Treatment centers provide primary treatment and detox. But opiate withdrawal is less severe when the patient is only addicted to opiates. If they have an addiction to other substances, like alcohol, for example, withdrawal can be extremely painful and will need closely monitored medical supervision. However, for withdrawal from opiates alone, symptoms like suicidal ideation, depression, aches and pains, anxiety, and irritability result. During withdrawal, the body is battling its chemical levels. It is used to the flood of endorphins, which opiates provide.

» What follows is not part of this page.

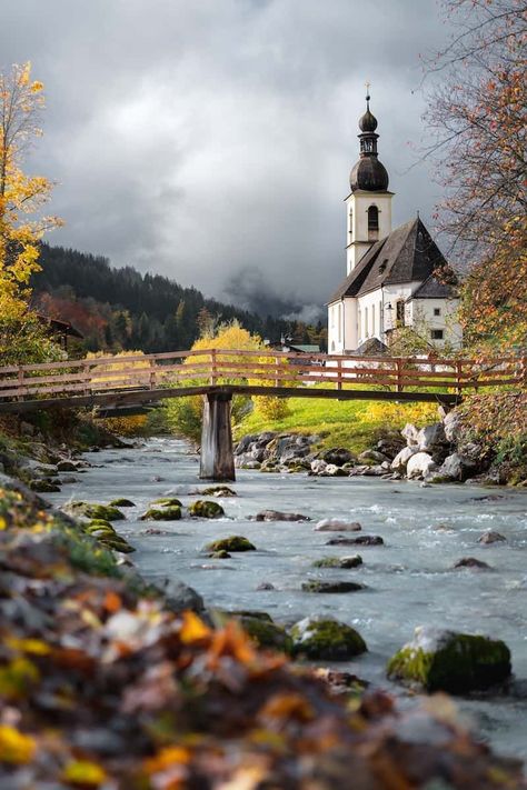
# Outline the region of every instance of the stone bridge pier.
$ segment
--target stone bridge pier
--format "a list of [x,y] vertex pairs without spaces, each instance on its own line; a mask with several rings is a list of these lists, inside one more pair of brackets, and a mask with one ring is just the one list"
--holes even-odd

Opiate Addiction and Health

People that inject opiates are at a life-threatening risk from infected needles. Severe health problems, like liver disease, physical illness, breathing trouble, and heart disease may also occur. Consequently, all drug abuse results in secretive habits and isolation from family and loved ones. Opiate addiction is no different.

Some people try to recover from opiate abuse independently without medically supervised help. This is dangerous due to the relapse rate. Individuals may feel addiction urges and overdose on the amount of opiates, putting themselves in unsafe, potentially fatal scenarios. The symptoms of opiate withdrawal and the lingering effects in recovery need the assistance of addiction experts, physicians, and other trained support systems. A chemical dependency is serious and should always be treated that way.

Inpatient treatment programs are the first step towards quitting drug use for good. In recovery, sober living is the first step in finding healing. Residences offer multiple pathways for recovery. Individualized and group therapy, twelve-step meetings, residential life, and wellness activities all help to prevent opiate cravings. Sober living provides sustainable alternate methods for managing life stressors and quitting for good.